We all remember the flash crash -- the May, 2010 freak out that sent the Dow Jones down 1,000 points for a few minutes before rebounding. It's what happens when computers are in charge of the market. And there's no sign of it letting up. Smaller flash crashes have occurred ever since.
How do we prevent more of these crashes? One solution is: more humans processing trades.
I recently met up with trader Doreen Mogavero on the floor of the New York Stock Exchange. Here's what she had to say about computers and volatility (transcript follows):
Doreen Mogavero: We may not be needed as often as people, because obviously on an average day where things sort of go in a routine manner, and there's no great news events, computers can match small orders pretty well. But when we're needed, we're needed much more than we ever were before, and that you've seen as in terms of the Flash Crash. When things really go awry, people like to speak to other people. When there's really a market news or market event, people really come to the floor, and that's when we see our business pick up here.
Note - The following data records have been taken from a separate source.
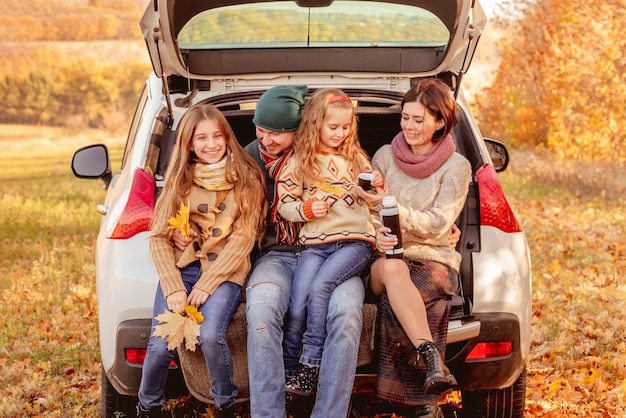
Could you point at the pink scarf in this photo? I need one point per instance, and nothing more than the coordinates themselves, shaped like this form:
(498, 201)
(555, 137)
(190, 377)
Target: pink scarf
(421, 166)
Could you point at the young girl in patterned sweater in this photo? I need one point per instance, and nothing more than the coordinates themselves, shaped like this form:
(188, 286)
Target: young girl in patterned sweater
(224, 189)
(317, 187)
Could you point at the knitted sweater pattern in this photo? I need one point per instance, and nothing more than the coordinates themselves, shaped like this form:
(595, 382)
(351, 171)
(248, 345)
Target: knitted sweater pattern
(222, 246)
(348, 218)
(428, 207)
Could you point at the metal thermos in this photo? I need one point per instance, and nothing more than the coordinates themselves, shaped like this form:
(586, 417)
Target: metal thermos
(390, 217)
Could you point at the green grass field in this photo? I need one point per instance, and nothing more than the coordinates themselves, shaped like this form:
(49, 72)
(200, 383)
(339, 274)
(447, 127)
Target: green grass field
(49, 358)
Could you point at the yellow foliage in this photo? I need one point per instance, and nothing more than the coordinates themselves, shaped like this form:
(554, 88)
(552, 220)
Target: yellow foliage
(555, 91)
(177, 329)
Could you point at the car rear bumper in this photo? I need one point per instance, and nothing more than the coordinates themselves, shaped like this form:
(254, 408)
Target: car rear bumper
(492, 372)
(124, 375)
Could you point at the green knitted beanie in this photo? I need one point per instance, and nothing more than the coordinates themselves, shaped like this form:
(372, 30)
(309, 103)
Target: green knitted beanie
(279, 108)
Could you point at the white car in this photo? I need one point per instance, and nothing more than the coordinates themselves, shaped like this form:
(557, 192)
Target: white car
(228, 53)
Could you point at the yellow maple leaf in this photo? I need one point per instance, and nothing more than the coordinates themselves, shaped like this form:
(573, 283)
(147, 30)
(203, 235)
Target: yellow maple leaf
(177, 329)
(327, 187)
(181, 221)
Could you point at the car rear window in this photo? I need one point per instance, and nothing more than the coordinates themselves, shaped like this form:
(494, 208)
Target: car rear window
(342, 24)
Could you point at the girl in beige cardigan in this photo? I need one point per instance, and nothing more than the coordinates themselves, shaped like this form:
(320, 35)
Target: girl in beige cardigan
(224, 190)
Morgan Housel: Do you think we've gone too far in the direction of electronic trading versus humans?
Doreen Mogavero: I think people always go too far in one direction or another, whether it's in this business or any industry. I think there naturally will be sort of a swing of the pendulum, back to the center a little bit because I think you come to realize that one way of doing things is not great. What we offer here is a variety of different ways to get into the marketplace, a variety of different ways to trade, and hopefully there's someone here to meet your needs at all times, whether it's a cataclysmic disaster or some sort of a market news event, there's someone here that you can talk to.